Hello! I currently work as a Fellow at the Science and Technology Policy Institute in Washington, DC. I graduated from Harvey Mudd College in 2024 with a joint major in Computer Science & Mathematics, as well as a concentration in Environment, Economics, & Politics.
My passion lies in environmental and social policy, though my background is perhaps a bit unconventional; prior to my transition to policy, I spent many years working with machine learning, data analysis, modelling, and computer programming.
This portfolio contains a select record of my past work. Many involve machine learning, and most are oriented towards social impact.
STPI report on nature-based solutions, sponsored by the White House Office of Science and Technology Policy.
Contributions include writing, editing, and fact-checking.
Side project for the Claremont McKenna Policy Lab capstone project on debt collection court cases.
Through this team-based policy analysis project, we investigated how defendant demographics impacted the outcomes of debt collection court cases in California. The project was conducted in partnership with the Los Angeles County Superior Court and the RAND Institute for Civil Justice.
In order to accelerate data collection, I developed a program to automatically extract data from scanned legal documents, which was able to process 350 cases an hour. The pipeline leveraged computer vision techniques and optical character recognition, eliminating the need for manual data collection, which originally took hundreds of people-hours.
Other contributions include literature reviews, data analysis and visualization, and writing.
NSF REU-funded research project under Professor Calden Wloka.
Investigated biases towards static and dynamic features in machine-learning models trained for video classification.
As an undergraduate researcher, I implemented key functionality in the analysis pipeline to visualize the behavior of arbitrary neural network video classifiers, ran experiments to measure feature biases, and probed a key mathematical error that I uncovered across many published code implementations of a popular model visualization tool.
Additionally, I strategized research goals and coordinated fellow team members to achieve priorities in parallel.
Research project under Professor Sarah Kavassalis.
Investigating the impact of explicitly encoding spatial relationships in graph neural networks to forecast the evolution of nonlinear atmospheric dynamics from the Lorenz-96 model.

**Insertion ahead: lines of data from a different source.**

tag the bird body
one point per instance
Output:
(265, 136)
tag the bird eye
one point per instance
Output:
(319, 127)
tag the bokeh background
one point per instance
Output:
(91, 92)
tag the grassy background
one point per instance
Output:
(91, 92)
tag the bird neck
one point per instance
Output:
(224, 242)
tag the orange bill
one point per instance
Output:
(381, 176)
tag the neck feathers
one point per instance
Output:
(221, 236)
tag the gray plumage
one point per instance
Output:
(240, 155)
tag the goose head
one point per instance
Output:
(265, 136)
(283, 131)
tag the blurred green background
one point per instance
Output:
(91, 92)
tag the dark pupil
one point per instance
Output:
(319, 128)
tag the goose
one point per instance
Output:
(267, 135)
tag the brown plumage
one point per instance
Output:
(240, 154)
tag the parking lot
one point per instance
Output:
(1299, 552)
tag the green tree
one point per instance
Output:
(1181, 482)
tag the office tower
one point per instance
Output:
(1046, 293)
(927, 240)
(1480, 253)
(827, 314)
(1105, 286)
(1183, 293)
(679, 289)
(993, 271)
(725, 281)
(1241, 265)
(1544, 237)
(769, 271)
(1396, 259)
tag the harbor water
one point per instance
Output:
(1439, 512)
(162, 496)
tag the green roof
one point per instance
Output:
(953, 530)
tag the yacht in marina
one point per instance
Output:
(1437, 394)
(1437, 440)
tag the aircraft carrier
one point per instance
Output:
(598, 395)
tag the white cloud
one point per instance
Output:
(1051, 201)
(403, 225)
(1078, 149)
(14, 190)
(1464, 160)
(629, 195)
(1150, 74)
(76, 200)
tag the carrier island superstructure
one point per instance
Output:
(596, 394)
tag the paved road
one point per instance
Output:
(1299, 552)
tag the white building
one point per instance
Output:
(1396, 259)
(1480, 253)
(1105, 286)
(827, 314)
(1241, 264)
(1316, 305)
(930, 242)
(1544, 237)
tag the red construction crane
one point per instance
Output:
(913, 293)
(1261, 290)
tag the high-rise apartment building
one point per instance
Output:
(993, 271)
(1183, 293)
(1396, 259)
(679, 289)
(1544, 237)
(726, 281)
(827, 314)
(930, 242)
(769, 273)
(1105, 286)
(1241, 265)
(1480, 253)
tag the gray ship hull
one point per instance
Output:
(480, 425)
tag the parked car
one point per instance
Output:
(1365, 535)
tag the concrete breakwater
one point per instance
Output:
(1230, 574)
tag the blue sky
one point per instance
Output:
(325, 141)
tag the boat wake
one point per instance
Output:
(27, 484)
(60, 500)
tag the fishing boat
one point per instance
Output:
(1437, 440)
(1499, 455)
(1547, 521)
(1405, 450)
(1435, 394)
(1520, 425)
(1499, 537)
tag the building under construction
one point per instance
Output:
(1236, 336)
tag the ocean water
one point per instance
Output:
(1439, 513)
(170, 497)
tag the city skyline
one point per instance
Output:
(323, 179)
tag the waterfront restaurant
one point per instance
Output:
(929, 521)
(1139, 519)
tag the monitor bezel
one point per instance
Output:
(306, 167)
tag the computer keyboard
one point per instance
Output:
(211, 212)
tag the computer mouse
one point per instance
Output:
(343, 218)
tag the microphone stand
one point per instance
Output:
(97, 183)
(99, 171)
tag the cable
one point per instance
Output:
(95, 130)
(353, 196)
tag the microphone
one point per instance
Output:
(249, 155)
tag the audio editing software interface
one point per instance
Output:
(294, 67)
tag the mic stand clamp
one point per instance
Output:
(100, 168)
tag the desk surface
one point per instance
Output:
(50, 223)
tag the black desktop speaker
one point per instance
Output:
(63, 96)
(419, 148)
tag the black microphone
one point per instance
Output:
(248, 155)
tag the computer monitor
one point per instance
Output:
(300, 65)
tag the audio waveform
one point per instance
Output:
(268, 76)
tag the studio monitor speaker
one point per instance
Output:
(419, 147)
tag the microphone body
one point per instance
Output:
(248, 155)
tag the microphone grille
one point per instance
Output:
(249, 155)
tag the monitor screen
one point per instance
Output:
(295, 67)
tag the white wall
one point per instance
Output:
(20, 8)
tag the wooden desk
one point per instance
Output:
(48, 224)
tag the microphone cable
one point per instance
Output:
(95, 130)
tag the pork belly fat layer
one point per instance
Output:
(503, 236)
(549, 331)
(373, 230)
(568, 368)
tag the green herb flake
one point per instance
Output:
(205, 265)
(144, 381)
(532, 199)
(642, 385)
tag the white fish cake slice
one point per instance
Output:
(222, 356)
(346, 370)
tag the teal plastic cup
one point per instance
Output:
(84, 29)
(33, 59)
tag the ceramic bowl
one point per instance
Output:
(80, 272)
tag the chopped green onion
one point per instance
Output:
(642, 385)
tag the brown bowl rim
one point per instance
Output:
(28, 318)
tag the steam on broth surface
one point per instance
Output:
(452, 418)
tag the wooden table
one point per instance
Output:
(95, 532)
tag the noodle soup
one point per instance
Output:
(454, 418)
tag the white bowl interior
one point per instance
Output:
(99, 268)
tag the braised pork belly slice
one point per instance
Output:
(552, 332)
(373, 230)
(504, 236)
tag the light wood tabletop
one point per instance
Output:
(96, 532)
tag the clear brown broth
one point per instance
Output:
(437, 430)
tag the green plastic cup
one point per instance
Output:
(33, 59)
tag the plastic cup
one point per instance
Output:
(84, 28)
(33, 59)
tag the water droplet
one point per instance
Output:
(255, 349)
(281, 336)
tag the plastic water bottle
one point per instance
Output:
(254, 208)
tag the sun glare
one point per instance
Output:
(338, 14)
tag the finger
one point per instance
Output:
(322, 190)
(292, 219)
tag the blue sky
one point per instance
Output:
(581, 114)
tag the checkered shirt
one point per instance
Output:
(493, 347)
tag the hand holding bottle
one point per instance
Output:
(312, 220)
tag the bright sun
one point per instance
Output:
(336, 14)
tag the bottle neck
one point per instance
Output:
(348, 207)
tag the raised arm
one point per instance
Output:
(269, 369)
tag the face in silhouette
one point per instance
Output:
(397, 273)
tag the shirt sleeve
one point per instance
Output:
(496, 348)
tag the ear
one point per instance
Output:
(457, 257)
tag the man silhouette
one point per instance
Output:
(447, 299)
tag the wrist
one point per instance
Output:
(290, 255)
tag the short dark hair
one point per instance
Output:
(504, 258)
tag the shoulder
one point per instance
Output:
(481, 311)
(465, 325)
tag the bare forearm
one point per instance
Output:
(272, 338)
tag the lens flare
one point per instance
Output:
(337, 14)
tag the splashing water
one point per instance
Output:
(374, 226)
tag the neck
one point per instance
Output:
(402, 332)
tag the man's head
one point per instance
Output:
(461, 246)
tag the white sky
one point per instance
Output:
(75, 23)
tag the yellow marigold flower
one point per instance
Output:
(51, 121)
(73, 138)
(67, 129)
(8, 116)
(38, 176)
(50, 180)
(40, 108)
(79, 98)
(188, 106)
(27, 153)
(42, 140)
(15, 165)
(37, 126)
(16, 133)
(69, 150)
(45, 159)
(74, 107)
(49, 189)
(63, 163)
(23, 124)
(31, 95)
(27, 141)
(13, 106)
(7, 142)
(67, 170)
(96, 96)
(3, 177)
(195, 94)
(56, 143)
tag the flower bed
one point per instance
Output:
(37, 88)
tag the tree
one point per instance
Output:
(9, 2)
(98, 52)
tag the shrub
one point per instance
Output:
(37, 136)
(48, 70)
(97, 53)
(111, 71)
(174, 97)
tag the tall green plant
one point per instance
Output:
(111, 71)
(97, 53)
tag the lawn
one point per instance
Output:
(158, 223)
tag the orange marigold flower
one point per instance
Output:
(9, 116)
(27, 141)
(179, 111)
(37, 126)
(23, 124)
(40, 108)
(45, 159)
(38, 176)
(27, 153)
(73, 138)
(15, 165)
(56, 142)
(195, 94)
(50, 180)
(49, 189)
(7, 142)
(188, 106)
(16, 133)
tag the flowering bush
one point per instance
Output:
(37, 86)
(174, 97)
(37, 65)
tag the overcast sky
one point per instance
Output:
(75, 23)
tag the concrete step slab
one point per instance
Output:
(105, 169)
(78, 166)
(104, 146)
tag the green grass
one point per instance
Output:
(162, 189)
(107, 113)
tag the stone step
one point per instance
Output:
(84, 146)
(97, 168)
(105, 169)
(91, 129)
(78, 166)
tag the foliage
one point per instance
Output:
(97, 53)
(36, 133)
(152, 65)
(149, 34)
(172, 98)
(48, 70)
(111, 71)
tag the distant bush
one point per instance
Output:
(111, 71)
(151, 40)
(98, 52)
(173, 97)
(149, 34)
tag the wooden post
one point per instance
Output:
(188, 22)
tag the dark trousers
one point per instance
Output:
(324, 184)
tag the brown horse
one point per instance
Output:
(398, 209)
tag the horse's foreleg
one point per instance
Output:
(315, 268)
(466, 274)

Digital flashcards tailored for practicing American Sign
Language (ASL).
Developed using Flask and hosted on AWS.
Software SULI internship at the National Renewable Energy
Laboratory under K. Shankari.
As a summer intern, I implemented and analyzed candidate
machine learning pipelines, using clustering and random
forests, to predict characteristics of human travel such as
mode of transportation and purpose of travel. To this end, I
also developed a two-step supervised clustering pipeline which
uses DBSCAN and SVMs to cluster trips geospatially.
These predictions can make unlabeled research data usable for
aggregate analysis; they can also be used as label suggestions
in the NREL OpenPATH data-collection tool to streamline the
labeling process and reduce user burden.
Research project under Professor Susan Martonosi.
Developed simulations to analyze the propagation of
information in a social network; examined how the spread of
news was affected by the truthfulness and political bias of
news articles, as well as readership bias and social network
structure.
Image classification of animal species using convolutional neural networks, data augmentation, and transfer learning.
Exploration of classical machine learning algorithms for HMC's
CS189 Programming Practicum elective.
Project goal: understand how classical machine learning
algorithms work, and apply them to predict air pollution
levels on the ground, based on weather data and satellite
observations of pollutants. Dataset from
Zindi.
Data analysis and design at Pomona's Sustainability Office.
This is the annual evaluation of Pomona's performance on
sustainability metrics, newly presented as an interactive
report on Tableau. The 2021 report provides a unique look into
the College's 'baseline' measurements during a year of fully
remote learning, and lends insight on the effects of human
behavior versus infrastructure.
Exploration of the capabilities of reservoir computing. Applications to forecasting the growth of digital communities.